You’d be excused for not tuning into the New Orleans Saints’ ugly loss in prime time to the Arizona Cardinals. If watching Andy Dalton melt down and throw three interceptions before halftime didn’t do it for you, Dennis Allen’s blasé response afterwards probably would have. The Saints looked rudderless and overmatched by what’s widely considered to be one of the worst-managed teams in the NFL. It was brutal to watch.
Things didn’t really improve during Allen’s postgame press conference. After first commenting on his defense’s “shoddy tackling” in his opening statement Allen turned his attention to other factors at play in the loss, adding “My biggest concern is we haven’t had the health of our players.”
Now, there’s some merit to that: the Saints were without six of their starters in this game (seven if you count first-round left tackle Trevor Penning, who was not expected to start as a rookie prior to a late-summer injury) including both starting cornerbacks and their top two receivers, as well as last year’s first rounder Payton Turner. Health has been a real problem for New Orleans throughout the season so far. There aren’t many teams managing worse injury situations.
But the bigger problems are on the sidelines. Allen’s coaching staff has made too many baffling decisions to overlook. Two weeks in a row we’ve seen rookie receiver Rashid Shaheed score a long touchdown (going 44 yards on the ground last week and 53 yards through the air this week) only to go the rest of the game without ever touching the ball again. Pete Carmichael Jr. has failed to weaponize a bright young talent.
That extends to other issues with the offense. He’s demonstrated an obvious play calling trend in calling a run play on more than 80% of second downs following an incomplete pass on first downs, setting the offense up to fail with too many third-and-long situations. When they have managed to get downfield and fight and claw their way into scoring position inside the opposing red zone, Carmichael has taken his best players off the field.
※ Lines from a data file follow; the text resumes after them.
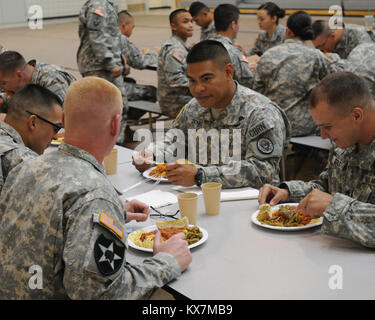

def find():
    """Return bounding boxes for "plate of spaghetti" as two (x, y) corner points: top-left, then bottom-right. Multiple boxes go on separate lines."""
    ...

(251, 203), (323, 231)
(142, 163), (170, 182)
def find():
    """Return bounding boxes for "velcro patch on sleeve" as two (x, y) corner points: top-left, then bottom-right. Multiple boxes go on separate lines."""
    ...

(94, 210), (124, 239)
(94, 8), (105, 17)
(172, 51), (185, 63)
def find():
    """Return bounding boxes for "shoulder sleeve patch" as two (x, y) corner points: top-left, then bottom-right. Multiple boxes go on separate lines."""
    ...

(172, 51), (185, 63)
(94, 8), (105, 17)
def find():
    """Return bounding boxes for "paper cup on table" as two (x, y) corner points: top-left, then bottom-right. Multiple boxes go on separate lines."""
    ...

(202, 182), (221, 216)
(178, 193), (198, 225)
(104, 148), (117, 175)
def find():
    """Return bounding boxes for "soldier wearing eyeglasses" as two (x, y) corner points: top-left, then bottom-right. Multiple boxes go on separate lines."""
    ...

(0, 51), (76, 112)
(0, 84), (62, 191)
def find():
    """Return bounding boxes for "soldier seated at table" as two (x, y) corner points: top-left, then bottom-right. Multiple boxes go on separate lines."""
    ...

(157, 9), (193, 118)
(312, 20), (373, 59)
(0, 84), (62, 192)
(0, 77), (191, 300)
(133, 40), (290, 188)
(189, 1), (215, 41)
(0, 51), (76, 111)
(209, 4), (254, 88)
(259, 72), (375, 247)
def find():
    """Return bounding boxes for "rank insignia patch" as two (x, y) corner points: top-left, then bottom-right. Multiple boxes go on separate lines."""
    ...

(257, 138), (274, 154)
(94, 234), (125, 276)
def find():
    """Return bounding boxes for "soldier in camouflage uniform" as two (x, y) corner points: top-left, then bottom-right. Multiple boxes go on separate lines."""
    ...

(189, 1), (216, 41)
(209, 4), (254, 88)
(134, 40), (290, 188)
(253, 12), (343, 136)
(77, 0), (128, 144)
(0, 51), (76, 110)
(0, 84), (62, 192)
(157, 9), (193, 118)
(247, 2), (286, 57)
(118, 10), (158, 102)
(0, 77), (191, 299)
(345, 43), (375, 98)
(259, 72), (375, 247)
(313, 20), (372, 59)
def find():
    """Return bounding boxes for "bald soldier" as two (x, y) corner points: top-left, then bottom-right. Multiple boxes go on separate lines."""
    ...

(133, 40), (290, 188)
(0, 84), (62, 192)
(259, 72), (375, 247)
(0, 77), (191, 299)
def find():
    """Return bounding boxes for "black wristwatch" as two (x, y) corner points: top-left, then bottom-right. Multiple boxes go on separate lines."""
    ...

(195, 168), (203, 187)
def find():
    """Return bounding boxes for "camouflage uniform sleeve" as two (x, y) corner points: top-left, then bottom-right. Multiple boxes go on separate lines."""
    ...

(121, 36), (158, 70)
(279, 161), (331, 202)
(321, 193), (375, 248)
(202, 107), (286, 188)
(164, 47), (189, 88)
(63, 193), (181, 300)
(86, 7), (116, 71)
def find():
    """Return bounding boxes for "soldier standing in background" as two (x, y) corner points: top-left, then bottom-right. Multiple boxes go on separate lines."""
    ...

(157, 9), (193, 118)
(77, 0), (128, 144)
(189, 1), (216, 41)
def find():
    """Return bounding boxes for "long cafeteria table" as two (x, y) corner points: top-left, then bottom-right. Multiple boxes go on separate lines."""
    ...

(108, 146), (375, 300)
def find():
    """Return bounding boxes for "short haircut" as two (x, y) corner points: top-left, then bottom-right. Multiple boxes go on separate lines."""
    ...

(258, 2), (285, 24)
(186, 40), (231, 67)
(0, 51), (26, 74)
(214, 3), (240, 31)
(309, 71), (372, 115)
(7, 84), (62, 118)
(286, 11), (314, 41)
(117, 10), (133, 24)
(312, 20), (331, 39)
(189, 1), (210, 17)
(169, 9), (189, 24)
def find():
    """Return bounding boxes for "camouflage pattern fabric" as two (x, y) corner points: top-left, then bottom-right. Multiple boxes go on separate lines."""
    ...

(0, 142), (181, 299)
(148, 84), (290, 188)
(0, 121), (38, 193)
(209, 33), (254, 89)
(28, 60), (76, 103)
(247, 24), (286, 56)
(283, 140), (375, 204)
(253, 39), (344, 136)
(345, 43), (375, 98)
(321, 193), (375, 248)
(157, 35), (192, 118)
(333, 23), (372, 59)
(200, 22), (216, 41)
(77, 0), (129, 144)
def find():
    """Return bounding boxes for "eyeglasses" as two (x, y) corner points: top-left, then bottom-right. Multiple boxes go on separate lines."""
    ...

(25, 110), (64, 134)
(150, 206), (180, 219)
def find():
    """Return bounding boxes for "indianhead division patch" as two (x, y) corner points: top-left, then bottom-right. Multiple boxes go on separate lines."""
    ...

(94, 234), (125, 276)
(257, 138), (274, 154)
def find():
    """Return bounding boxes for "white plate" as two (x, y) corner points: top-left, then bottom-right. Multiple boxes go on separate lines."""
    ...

(128, 224), (208, 252)
(251, 203), (323, 231)
(142, 167), (170, 183)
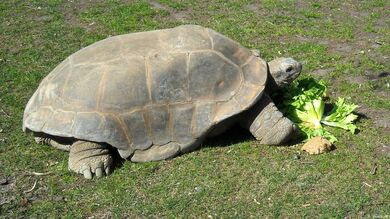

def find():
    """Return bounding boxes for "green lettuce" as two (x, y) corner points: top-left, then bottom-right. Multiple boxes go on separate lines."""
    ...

(276, 78), (358, 143)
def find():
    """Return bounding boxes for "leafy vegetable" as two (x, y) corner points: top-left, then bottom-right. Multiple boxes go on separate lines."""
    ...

(276, 78), (357, 143)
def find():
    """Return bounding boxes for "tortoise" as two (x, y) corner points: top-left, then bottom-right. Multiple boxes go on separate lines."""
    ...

(23, 25), (302, 179)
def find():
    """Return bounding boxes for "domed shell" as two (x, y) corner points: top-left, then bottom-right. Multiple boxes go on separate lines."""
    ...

(23, 25), (267, 158)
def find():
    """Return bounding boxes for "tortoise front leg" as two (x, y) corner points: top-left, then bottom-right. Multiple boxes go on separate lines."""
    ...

(241, 94), (298, 145)
(68, 141), (113, 179)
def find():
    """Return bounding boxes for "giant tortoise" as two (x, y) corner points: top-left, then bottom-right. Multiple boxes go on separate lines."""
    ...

(23, 25), (301, 178)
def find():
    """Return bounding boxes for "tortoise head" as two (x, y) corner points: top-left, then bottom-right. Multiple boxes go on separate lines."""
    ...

(268, 58), (302, 88)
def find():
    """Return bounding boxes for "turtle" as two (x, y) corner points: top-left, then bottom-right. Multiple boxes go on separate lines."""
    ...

(23, 25), (302, 179)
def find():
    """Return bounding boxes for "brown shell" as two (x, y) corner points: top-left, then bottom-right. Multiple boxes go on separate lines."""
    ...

(23, 25), (267, 156)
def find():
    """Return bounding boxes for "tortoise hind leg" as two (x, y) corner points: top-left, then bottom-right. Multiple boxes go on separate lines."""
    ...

(243, 95), (298, 145)
(68, 141), (113, 179)
(130, 142), (180, 162)
(34, 135), (72, 151)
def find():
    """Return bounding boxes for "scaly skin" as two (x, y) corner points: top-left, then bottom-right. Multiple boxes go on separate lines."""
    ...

(68, 141), (113, 179)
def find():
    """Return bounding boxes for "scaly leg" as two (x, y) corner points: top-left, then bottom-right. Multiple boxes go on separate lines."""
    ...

(69, 141), (113, 179)
(241, 94), (298, 145)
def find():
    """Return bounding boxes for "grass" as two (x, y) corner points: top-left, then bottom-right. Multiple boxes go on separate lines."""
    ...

(0, 0), (390, 218)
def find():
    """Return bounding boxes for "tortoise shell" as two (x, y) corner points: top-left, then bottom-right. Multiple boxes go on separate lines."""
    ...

(23, 25), (268, 158)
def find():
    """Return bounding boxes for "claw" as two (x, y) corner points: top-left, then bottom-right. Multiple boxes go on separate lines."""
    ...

(82, 166), (92, 179)
(95, 167), (103, 178)
(105, 166), (111, 176)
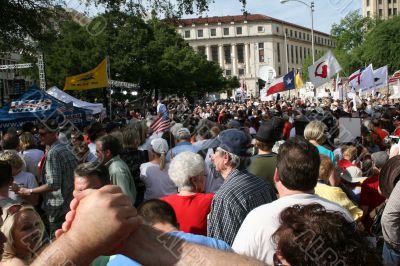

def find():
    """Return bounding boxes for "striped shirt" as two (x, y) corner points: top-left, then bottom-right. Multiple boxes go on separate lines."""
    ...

(42, 141), (77, 222)
(207, 169), (276, 245)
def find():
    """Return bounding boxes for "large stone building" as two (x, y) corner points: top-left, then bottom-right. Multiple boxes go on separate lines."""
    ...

(177, 14), (334, 96)
(362, 0), (400, 19)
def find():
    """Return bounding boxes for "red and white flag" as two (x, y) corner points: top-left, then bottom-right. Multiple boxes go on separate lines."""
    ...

(308, 51), (342, 87)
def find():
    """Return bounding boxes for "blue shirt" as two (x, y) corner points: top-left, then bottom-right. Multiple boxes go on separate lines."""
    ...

(107, 231), (232, 266)
(316, 145), (336, 165)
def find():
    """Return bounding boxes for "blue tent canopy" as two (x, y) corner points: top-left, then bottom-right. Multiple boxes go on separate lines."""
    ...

(0, 86), (92, 131)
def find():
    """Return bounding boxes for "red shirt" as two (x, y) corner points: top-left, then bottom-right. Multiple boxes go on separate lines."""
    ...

(393, 127), (400, 137)
(283, 121), (293, 140)
(360, 174), (385, 231)
(338, 159), (358, 169)
(161, 193), (214, 236)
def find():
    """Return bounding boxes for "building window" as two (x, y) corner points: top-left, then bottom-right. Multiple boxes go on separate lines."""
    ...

(211, 46), (218, 63)
(185, 30), (190, 39)
(290, 45), (294, 64)
(210, 29), (217, 37)
(299, 47), (303, 63)
(224, 28), (229, 35)
(197, 46), (206, 55)
(224, 45), (232, 64)
(276, 43), (281, 63)
(236, 44), (244, 64)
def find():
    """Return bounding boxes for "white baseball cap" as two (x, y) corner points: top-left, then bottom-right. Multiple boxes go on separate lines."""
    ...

(150, 138), (169, 154)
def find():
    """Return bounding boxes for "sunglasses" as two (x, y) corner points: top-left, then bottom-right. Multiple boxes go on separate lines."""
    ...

(39, 132), (49, 137)
(4, 204), (23, 222)
(273, 253), (288, 266)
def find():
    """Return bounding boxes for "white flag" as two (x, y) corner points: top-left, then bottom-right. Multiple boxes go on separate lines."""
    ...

(374, 65), (388, 89)
(349, 64), (375, 91)
(308, 51), (342, 87)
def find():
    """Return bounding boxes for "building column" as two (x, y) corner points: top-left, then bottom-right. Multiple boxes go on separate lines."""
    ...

(231, 43), (238, 76)
(218, 44), (224, 69)
(244, 43), (250, 76)
(206, 45), (211, 61)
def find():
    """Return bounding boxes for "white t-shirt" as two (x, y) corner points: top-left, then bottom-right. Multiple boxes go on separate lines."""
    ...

(232, 194), (353, 265)
(140, 162), (178, 200)
(22, 149), (44, 176)
(8, 171), (38, 202)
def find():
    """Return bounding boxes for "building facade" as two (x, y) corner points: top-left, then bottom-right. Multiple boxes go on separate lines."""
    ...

(177, 14), (334, 96)
(362, 0), (400, 19)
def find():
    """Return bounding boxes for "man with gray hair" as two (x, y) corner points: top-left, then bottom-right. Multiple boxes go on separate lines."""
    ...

(207, 129), (276, 245)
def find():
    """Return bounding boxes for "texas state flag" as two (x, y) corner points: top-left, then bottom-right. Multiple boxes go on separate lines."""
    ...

(267, 70), (296, 96)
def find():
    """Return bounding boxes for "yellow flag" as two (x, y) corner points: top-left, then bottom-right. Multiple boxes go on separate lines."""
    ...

(296, 73), (304, 89)
(64, 58), (108, 90)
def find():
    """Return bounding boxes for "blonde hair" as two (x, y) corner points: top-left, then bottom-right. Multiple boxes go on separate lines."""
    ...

(0, 151), (24, 169)
(1, 205), (44, 263)
(342, 146), (357, 161)
(304, 120), (328, 145)
(19, 132), (36, 151)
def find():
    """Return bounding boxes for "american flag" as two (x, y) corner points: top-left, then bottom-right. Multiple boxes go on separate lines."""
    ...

(150, 116), (170, 133)
(57, 102), (74, 114)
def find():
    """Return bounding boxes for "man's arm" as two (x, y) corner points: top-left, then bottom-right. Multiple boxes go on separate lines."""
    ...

(123, 225), (264, 266)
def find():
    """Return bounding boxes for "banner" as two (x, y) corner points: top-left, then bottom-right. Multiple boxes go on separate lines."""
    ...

(308, 51), (342, 88)
(64, 58), (108, 90)
(349, 64), (375, 91)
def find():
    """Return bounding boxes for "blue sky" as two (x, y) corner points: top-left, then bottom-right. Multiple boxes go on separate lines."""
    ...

(66, 0), (361, 33)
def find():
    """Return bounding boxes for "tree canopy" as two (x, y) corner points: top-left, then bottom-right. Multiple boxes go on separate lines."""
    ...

(32, 11), (234, 96)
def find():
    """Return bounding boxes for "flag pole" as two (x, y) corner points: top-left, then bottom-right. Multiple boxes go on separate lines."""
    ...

(107, 55), (112, 120)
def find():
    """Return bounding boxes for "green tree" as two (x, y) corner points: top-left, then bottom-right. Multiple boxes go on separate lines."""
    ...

(360, 16), (400, 73)
(0, 0), (246, 52)
(37, 11), (228, 96)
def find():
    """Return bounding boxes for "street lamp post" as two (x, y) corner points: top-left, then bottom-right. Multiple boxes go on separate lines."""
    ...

(281, 0), (315, 63)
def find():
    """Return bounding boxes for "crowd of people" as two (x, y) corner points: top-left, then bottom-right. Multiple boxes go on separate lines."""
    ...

(0, 95), (400, 265)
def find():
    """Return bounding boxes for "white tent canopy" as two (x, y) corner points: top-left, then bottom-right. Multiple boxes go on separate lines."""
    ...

(47, 86), (105, 114)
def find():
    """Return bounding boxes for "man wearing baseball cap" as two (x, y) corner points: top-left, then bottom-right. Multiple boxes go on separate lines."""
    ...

(207, 129), (276, 245)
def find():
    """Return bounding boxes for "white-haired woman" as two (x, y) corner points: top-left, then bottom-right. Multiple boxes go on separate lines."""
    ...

(304, 120), (336, 165)
(140, 138), (177, 200)
(161, 151), (214, 235)
(1, 204), (44, 266)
He’s failed to score a single touchdown with Alvin Kamara through five games; Kamara started the season poised to take Marques Colston’s career touchdowns record, but the Saints can’t get him the ball inside their opponents’ 20-yard line. Taysom Hill is an automatic score in short-yardage situations but they’ve got Andy Dalton throwing to Tre’Quan Smith in traffic instead. Make it make sense.
And let’s talk about the defense. There was a lot of noise about who would be calling plays defensively, with Allen having named defensive line coach Ryan Nielsen and secondary coach Kris Richard as co-coordinators. And it certainly looks like a unit with too many cooks in the kitchen. The Saints are missing what feels like dozens of tackles per game, allowing coverage busts left and right, and struggling to even hold up at the line of scrimmage, much less break through to disrupt the offense. They’re failing the fundamentals that middle school teams across the country work on every day.
They’ve lost to one team that was actively tanking (the Carolina Panthers, who gave Matt Rhule another week or two in the office with that win) and two others that wouldn’t have shocked anyone by firing their head coaches weeks earlier (the Zac Taylor-led Cincinnati Bengals and Kliff Kingsbury-coached Cardinals). The Saints are who their record says they are: a really bad and poorly-managed 2-5 team that bought their own hype, hired the wrong coach, and set their franchise back at least two years. We’re almost halfway into the season and there’s nothing you can say they do well. Now we wait until they take action to clean up this mess.